My answer had two parts; one to show how a reproducible should be done (thanks for the update, that qualifies) and one part to illustrate that your assumption that text nodes should be removed does not apply here / in general. It might be effectively the case in the given scenario, but in general text nodes contribute to the rendering and (almost) every line break in an HTML source code ends up as either part of or an individual text node. That's just how HTML parsing works.

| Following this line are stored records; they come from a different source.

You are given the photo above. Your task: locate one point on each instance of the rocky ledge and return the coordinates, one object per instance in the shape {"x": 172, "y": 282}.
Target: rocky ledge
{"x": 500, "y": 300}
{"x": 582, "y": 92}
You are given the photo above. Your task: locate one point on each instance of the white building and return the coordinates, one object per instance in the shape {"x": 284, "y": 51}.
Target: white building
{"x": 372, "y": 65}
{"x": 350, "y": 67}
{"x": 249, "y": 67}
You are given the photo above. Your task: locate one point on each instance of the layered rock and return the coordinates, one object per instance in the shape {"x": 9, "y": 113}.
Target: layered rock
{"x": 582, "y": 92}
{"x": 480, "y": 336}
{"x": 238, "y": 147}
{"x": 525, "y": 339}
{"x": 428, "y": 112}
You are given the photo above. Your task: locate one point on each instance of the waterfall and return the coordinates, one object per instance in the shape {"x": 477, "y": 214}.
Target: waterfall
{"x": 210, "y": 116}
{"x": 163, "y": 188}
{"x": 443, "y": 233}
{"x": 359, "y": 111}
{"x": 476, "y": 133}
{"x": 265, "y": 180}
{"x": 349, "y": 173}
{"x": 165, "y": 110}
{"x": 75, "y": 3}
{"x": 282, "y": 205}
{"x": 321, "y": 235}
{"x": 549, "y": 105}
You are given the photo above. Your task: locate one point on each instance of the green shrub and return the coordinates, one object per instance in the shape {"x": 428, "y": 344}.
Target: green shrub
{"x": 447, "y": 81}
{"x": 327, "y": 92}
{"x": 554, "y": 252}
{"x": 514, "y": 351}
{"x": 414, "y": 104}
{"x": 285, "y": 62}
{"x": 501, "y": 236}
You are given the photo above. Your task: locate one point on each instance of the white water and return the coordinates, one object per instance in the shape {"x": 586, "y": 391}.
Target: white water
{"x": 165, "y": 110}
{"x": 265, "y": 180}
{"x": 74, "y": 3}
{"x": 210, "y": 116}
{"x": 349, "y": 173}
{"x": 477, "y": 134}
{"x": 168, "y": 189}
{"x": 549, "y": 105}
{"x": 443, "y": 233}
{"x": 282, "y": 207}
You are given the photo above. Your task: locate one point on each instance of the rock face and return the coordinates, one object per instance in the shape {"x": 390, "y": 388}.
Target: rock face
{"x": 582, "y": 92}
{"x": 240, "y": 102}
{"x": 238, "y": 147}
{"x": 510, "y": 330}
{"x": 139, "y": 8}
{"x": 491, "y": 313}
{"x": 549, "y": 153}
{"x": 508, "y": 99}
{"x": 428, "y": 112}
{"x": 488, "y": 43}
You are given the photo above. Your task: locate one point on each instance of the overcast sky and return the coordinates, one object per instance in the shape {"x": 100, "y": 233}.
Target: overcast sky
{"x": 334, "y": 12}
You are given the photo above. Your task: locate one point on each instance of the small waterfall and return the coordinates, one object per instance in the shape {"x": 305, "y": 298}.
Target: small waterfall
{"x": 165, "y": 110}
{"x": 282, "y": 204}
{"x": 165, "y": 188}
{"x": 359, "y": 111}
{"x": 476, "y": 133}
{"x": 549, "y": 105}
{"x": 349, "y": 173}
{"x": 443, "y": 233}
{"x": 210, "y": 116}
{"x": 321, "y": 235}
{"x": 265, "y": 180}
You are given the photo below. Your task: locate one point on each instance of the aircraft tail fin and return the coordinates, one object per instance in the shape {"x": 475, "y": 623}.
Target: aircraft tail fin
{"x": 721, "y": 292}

So the "Possible Solution" that you provided does not work - see my example. You cannot just remove text nodes - the way that innerText works (and what makes it different from innerHTML) is that is respects the styling. Therefore, if you omit the information from a text node fully depends on the styling context.

Do you might have an CSS where this case is considered ?

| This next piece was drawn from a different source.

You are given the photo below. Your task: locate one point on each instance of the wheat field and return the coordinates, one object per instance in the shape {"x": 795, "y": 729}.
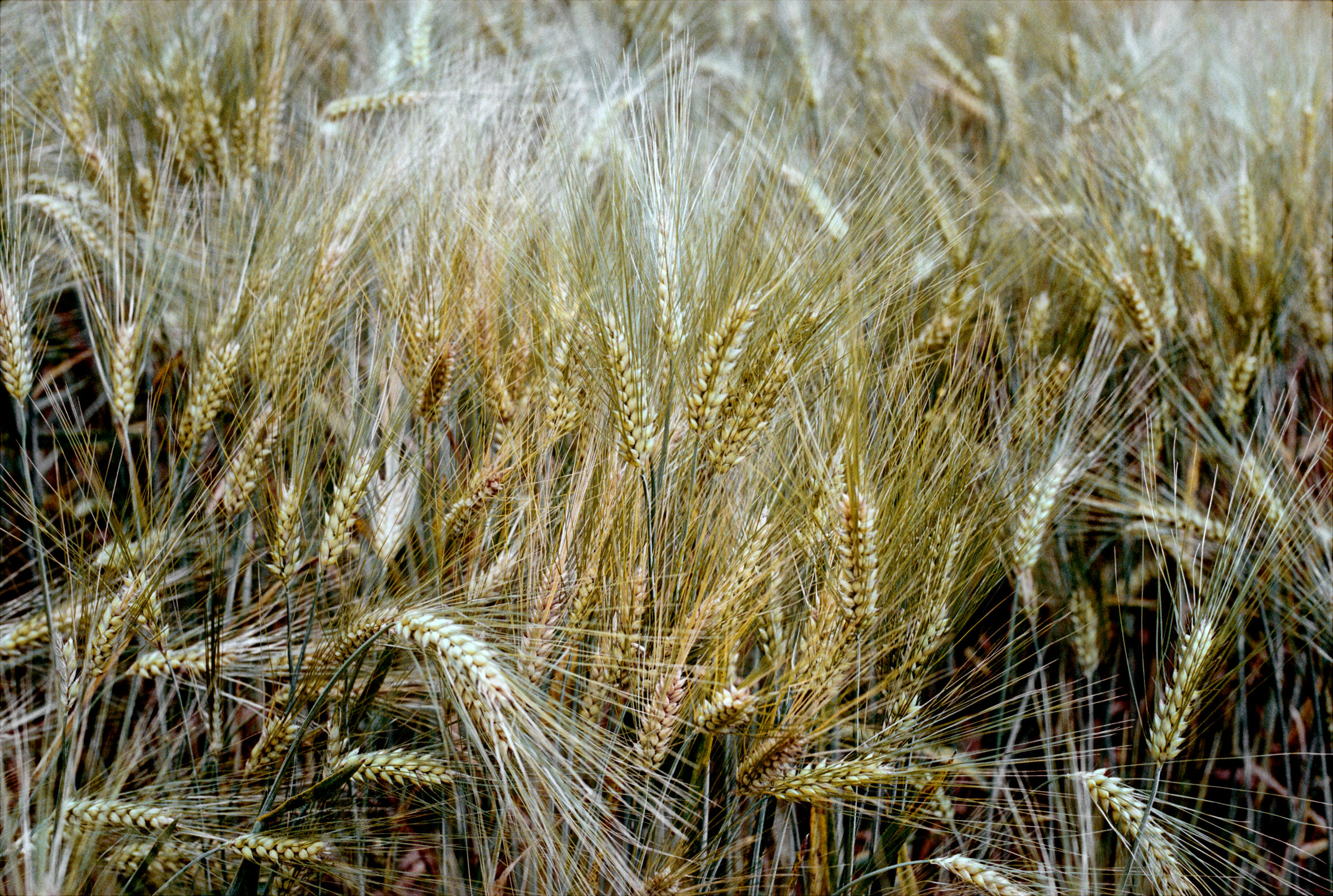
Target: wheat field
{"x": 656, "y": 449}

And do you perhaps already have an idea on how to approach this bug?

So this fix basically involves the requiredLineBreakCounts because based on what i read in the Specs, every white space has to be considered and because we handled the required line breaks at the end, all the whitespace css rules couldn't be applied to these breaks

${{\color{Green}\Huge{\textsf{Passing\ tests:\ }}}}$

[TestCase("<div><p>test1 test1 test1 ! test1</p>\\n<p>test2 test2  test2 test2</p></div>", "test1 test1 test1 ! test1\n\n\\n\n\ntest2 test2 test2 test2")]
[TestCase("<div style=\"white-space: normal;\"><p>Test</p>&#010;<p>Test</p></div>", "Test\n\nTest")]
[TestCase("<div style=\"white-space:pre;\"><p>Test</p>&#010;                                          <p>Test</p></div>", "Test\n\n\n                                          \n\nTest")]
[TestCase("<div style=\"white-space: pre-wrap;\"><p>Test</p>&#010;<p>Test</p></div>", "Test\n\n\n\n\nTest")]

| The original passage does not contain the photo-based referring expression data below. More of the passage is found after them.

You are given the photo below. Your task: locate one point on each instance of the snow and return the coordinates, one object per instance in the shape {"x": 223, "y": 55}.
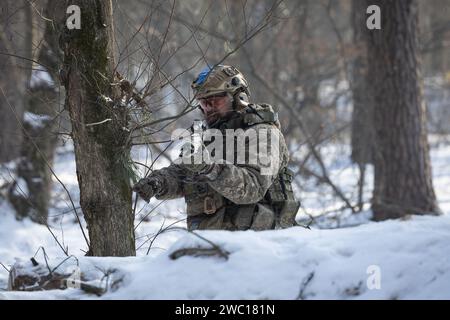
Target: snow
{"x": 407, "y": 258}
{"x": 274, "y": 264}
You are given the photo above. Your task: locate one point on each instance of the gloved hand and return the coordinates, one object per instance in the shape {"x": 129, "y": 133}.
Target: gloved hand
{"x": 193, "y": 166}
{"x": 148, "y": 187}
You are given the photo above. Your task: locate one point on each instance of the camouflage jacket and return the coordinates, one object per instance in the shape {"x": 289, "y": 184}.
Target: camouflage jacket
{"x": 231, "y": 196}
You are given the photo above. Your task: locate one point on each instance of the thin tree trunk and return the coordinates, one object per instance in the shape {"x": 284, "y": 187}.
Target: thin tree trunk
{"x": 99, "y": 122}
{"x": 403, "y": 183}
{"x": 362, "y": 135}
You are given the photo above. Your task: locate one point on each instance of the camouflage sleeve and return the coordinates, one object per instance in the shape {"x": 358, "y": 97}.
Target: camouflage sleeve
{"x": 173, "y": 182}
{"x": 245, "y": 183}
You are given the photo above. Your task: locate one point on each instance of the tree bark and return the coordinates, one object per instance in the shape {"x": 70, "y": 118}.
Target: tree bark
{"x": 41, "y": 104}
{"x": 403, "y": 183}
{"x": 99, "y": 122}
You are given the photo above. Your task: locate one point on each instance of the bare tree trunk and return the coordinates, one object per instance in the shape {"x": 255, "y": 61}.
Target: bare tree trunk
{"x": 403, "y": 183}
{"x": 99, "y": 122}
{"x": 39, "y": 125}
{"x": 362, "y": 116}
{"x": 14, "y": 75}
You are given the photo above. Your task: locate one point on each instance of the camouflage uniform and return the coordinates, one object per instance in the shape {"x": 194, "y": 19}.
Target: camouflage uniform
{"x": 231, "y": 196}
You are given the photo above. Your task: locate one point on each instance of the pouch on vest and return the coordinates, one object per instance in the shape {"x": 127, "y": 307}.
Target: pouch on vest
{"x": 281, "y": 196}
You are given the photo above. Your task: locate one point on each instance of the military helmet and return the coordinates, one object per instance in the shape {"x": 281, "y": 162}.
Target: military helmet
{"x": 219, "y": 79}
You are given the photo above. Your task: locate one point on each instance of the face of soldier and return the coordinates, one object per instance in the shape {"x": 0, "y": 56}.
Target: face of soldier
{"x": 215, "y": 107}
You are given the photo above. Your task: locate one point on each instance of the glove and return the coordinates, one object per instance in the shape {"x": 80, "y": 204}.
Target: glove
{"x": 194, "y": 169}
{"x": 148, "y": 187}
{"x": 198, "y": 169}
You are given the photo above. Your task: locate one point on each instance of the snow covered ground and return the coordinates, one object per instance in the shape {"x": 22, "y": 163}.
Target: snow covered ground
{"x": 406, "y": 259}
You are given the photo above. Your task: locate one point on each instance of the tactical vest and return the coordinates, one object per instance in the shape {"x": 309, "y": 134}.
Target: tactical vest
{"x": 201, "y": 199}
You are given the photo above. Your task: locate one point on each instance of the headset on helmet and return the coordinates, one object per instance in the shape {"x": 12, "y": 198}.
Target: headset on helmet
{"x": 219, "y": 79}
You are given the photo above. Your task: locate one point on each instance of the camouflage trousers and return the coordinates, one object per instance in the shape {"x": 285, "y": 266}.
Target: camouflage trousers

${{\color{Red}\Huge{\textsf{Broken\ tests:\ }}}}$

[TestCase("<div style=\"white-space: pre-line;\"><p>Test</p>\n<p>Test</p></div>", "Test\n\nTest")]
[TestCase("<div style=\"white-space: break-spaces;\"><p>Test</p>\n<p>Test</p></div>", "Test\n\n\n\n\nTest")]

${{\color{Aqua}\Huge{\textsf{Fix\ patch:\ }}}}$

diff --git a/src/AngleSharp.Css/Extensions/ElementExtensions.cs b/src/AngleSharp.Css/Extensions/ElementExtensions.cs
index 7e687f2..5eb65c3 100644
--- a/src/AngleSharp.Css/Extensions/ElementExtensions.cs
+++ b/src/AngleSharp.Css/Extensions/ElementExtensions.cs
@@ -196,7 +196,7 @@ private static void ItcInCssBox(ICssStyleDeclaration elementStyle, ICssStyleDecl
                     var lastLine = node.NextSibling is null ||
                         String.IsNullOrEmpty(node.NextSibling.TextContent) ||
                         node.NextSibling is IHtmlBreakRowElement;
-                    ProcessText(textElement.Data, sb, parentStyle, lastLine);
+                    ProcessText(textElement.Data, sb, parentStyle, lastLine, requiredLineBreakCounts);
                 }
                 else if (node is IHtmlBreakRowElement)
                 {
@@ -390,12 +390,15 @@ private static Boolean IsBlockLevel(INode node)
             }
         }
 
-        private static void ProcessText(String text, StringBuilder sb, ICssStyleDeclaration style, Boolean lastLine)
+        private static void ProcessText(String text, StringBuilder sb, ICssStyleDeclaration style, Boolean lastLine, Dictionary<Int32, Int32> requiredLineBreakCounts)
         {
             var startIndex = sb.Length;
             var whiteSpace = style?.GetWhiteSpace();
             var textTransform = style?.GetTextTransform();
-            var isWhiteSpace = startIndex > 0 ? Char.IsWhiteSpace(sb[startIndex - 1]) && sb[startIndex - 1] != Symbols.NoBreakSpace : true;
+            bool IsWhiteSpace(Char c) { return Char.IsWhiteSpace(c) && c != Symbols.NoBreakSpace; }
+            var isWhiteSpace = startIndex <= 0
+                || (IsWhiteSpace(sb[startIndex - 1])
+                || (requiredLineBreakCounts.ContainsKey(startIndex) && IsWhiteSpace(text[0])));
 
             for (var i = 0; i < text.Length; i++)
             {

Fix for it with additional tests landed in devel.